Often the applications have no control on which threads particular code will run. Think about shared / common thread pools etc. On application redeployment the class reference leaks and holds entire classloader with all remaining classes / data loaded by classloader. So one should make sure the class reference is removed from the threadlocal / thread if not more needed.

danshome commented 3 months ago

I couldn't find any way to remove the threadlocal from our application because it's private final static ThreadLocal. I believe this must be handled within the JDT code itself.

jukzi commented 3 months ago

The current implementation should not be a problem. see https://stackoverflow.com/a/24862045/9549750 If you still think you have a real problem please provide a minimal viable reproducer.

danshome commented 3 months ago

@jukzi I will verify, but I'm quite certain that even if I undeploy all our applications, perform a full garbage collection, and then take a heap dump, it will still show a class leak without any apps deployed and the stack trace doesn't include any of our code.

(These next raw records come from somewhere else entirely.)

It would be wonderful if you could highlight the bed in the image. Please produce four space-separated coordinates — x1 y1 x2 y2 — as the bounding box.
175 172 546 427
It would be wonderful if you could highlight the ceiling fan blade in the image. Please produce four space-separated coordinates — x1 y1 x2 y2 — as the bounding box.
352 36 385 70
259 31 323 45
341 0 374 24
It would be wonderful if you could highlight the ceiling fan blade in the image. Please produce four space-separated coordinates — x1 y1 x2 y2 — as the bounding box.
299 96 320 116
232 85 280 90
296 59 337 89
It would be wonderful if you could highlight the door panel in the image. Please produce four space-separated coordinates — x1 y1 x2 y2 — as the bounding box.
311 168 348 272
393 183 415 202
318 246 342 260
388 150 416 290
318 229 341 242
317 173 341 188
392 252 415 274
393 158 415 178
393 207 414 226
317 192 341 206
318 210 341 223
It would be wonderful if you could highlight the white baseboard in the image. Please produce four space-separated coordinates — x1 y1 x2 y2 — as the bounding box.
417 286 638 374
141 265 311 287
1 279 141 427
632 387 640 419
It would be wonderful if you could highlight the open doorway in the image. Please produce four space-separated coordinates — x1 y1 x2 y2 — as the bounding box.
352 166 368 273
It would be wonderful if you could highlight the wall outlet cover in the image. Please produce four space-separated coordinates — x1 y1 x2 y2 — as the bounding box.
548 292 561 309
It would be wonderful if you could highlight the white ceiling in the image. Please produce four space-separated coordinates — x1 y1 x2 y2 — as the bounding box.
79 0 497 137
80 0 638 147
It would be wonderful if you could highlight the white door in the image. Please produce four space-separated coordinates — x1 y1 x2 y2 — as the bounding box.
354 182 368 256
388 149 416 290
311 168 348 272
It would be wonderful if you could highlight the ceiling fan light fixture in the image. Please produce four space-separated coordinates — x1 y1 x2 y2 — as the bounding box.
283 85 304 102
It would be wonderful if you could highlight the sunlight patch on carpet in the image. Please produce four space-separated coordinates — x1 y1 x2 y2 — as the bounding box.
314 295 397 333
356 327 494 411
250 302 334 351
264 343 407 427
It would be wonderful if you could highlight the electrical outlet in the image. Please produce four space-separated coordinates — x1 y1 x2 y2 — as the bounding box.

danshome commented 3 months ago

@jukzi @iloveeclipse

After reading https://stackoverflow.com/a/24862045/9549750, I found that this is exactly what is happening, but it's in the CharDeduplication$CacheReference, which has a static threadlocal. We don't have any control over this since its in the JDT code. When the web application is shutdown, this is not getting released.

private final static ThreadLocal<SoftReference> mutableCache = ThreadLocal .withInitial(() -> new SoftReference<>(new CharDeduplication()));

jukzi commented 3 months ago

there is no CacheReference anymore. update your jdt

iloveeclipse commented 3 months ago

there is no CacheReference anymore. update your jdt

@danshome : what Jörg means: please check you use latest released version of ecj, which should be 3.38, you are running on 3.33. Still, the code uses static ThreadLocal so probably it will leak too. But it is better you could verify to avoid everyone wasting time here. Note, there will be no maintenance releases of 3.33 ecj anyway, so if bug is still there, it would be fixed only in the next regular ecj release.